Estimation Theory: The Math Behind How Models Learn

Reading time: ~35 min | Interview relevance: Very High | Target roles: MLE, AI Engineer, Research Engineer

The Production Scenario

Your team is training a language model. The loss function in your training script reads:

loss = F.cross_entropy(logits, targets)

A new grad joins and asks: "Why cross-entropy? Why not mean squared error? Why not something else?"

Most engineers say "that's just standard for classification" and move on. But a senior ML engineer knows the real answer: cross-entropy IS maximum likelihood estimation. The loss function you minimise during training is the negative log-likelihood of your training data under the model. This is not a coincidence or a convention - it is the mathematically principled answer to the question "what parameters best explain the data I observed?"

Estimation theory gives you this deeper understanding. It also tells you exactly where L2 regularisation comes from (it is a Bayesian prior), and it gives you the formal language to reason about whether your model's parameter estimates are good ones.

What Is an Estimator?

You observe data $x_1, x_2, \ldots, x_n$ drawn from some distribution $p(x | \theta)$ where $\theta$ is an unknown parameter (or parameter vector). An estimator $\hat{\theta}$ is any function of the data that produces a guess for $\theta$ :

$\hat{\theta} = g(x_1, x_2, \ldots, x_n)$

Examples:

Sample mean $\bar{x} = \frac{1}{n}\sum_{i=1}^n x_i$ estimates the population mean $\mu$
Sample variance $s^2 = \frac{1}{n-1}\sum_{i=1}^n (x_i - \bar{x})^2$ estimates population variance $\sigma^2$
The weights $\hat{w}$ from gradient descent estimate the "true" best weights $w^*$

Different estimators have different properties. Two of the most important: bias and variance.

Bias and Variance of Estimators

Bias

The bias of an estimator is the systematic error - how far off on average is our estimate from the true value?

$\text{Bias}(\hat{\theta}) = \mathbb{E}[\hat{\theta}] - \theta$

An estimator is unbiased if $\mathbb{E}[\hat{\theta}] = \theta$ .

Example - why divide by $n-1$ for sample variance?

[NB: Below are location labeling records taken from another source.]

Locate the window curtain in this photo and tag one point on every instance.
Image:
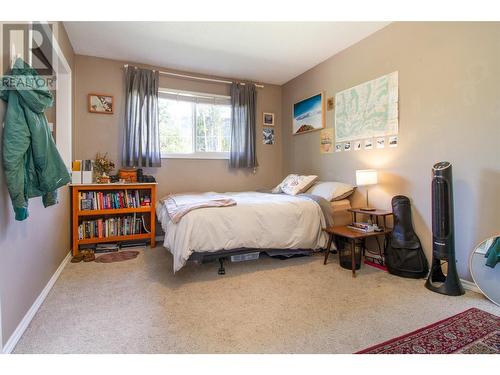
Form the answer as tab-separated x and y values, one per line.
141	147
243	138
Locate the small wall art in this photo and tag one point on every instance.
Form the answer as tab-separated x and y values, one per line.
268	119
381	142
308	114
268	136
100	103
393	141
326	141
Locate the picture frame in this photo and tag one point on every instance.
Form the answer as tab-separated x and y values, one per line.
308	114
101	103
268	119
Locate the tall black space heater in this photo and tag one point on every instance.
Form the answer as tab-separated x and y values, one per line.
443	236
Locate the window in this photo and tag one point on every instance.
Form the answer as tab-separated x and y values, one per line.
194	125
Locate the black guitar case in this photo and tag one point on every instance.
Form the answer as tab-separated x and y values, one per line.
404	255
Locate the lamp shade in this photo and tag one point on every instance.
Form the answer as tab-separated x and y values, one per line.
366	177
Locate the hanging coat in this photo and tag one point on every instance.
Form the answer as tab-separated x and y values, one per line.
32	164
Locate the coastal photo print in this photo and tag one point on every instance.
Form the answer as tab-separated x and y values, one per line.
268	136
309	114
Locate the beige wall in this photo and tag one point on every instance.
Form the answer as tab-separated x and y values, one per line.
449	80
30	250
102	133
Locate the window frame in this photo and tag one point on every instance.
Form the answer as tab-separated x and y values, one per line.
196	154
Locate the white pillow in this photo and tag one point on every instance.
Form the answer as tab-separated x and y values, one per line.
331	190
294	184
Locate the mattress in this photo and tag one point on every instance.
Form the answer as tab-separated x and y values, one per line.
257	221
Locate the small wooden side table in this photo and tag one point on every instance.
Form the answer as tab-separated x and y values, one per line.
374	218
373	214
352	236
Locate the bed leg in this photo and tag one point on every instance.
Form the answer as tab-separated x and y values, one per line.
222	270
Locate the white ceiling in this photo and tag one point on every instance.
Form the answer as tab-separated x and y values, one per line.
271	52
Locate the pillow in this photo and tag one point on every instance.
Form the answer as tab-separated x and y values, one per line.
331	190
294	184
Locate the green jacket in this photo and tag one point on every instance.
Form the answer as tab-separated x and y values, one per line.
32	164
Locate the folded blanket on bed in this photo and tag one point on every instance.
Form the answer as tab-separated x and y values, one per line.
179	205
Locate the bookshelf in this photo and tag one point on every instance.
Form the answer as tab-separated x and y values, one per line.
112	213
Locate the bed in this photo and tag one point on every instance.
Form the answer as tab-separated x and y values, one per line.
258	222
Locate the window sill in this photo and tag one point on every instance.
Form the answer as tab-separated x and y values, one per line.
198	155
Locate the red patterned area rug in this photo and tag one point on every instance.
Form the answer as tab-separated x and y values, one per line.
471	332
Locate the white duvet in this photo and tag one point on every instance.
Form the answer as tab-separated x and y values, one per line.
257	221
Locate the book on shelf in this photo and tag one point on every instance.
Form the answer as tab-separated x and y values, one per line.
99	200
112	227
106	247
362	227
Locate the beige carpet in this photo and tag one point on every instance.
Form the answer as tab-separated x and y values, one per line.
265	306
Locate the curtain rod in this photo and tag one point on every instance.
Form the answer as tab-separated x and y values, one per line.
198	78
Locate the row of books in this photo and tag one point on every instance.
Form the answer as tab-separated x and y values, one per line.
98	200
362	227
111	227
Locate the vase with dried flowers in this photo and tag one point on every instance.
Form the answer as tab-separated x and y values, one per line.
103	166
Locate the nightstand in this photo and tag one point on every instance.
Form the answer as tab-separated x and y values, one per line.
352	236
374	215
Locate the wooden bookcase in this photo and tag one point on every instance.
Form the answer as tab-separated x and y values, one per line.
78	215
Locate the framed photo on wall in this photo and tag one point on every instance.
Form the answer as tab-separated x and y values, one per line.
101	103
268	119
309	114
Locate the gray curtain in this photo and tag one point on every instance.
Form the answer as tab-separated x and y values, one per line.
243	101
141	147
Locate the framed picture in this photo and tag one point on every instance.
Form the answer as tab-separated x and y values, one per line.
99	103
326	141
268	136
309	114
268	119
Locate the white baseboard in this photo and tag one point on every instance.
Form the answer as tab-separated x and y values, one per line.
469	285
16	335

Consider two estimators for variance:

$\hat{\sigma}^2_{\text{biased}} = \frac{1}{n}\sum_{i=1}^n (x_i - \bar{x})^2 \quad \text{(MLE estimator)}$

$\hat{\sigma}^2_{\text{unbiased}} = \frac{1}{n-1}\sum_{i=1}^n (x_i - \bar{x})^2 \quad \text{(Bessel's correction)}$

The biased version is the MLE solution, but it systematically underestimates variance because $\bar{x}$ is itself estimated from the data. The correction factor $\frac{n}{n-1}$ compensates. In NumPy:

import numpy as np

data = np.array([2.1, 2.5, 3.0, 2.8, 2.3, 3.1, 2.7])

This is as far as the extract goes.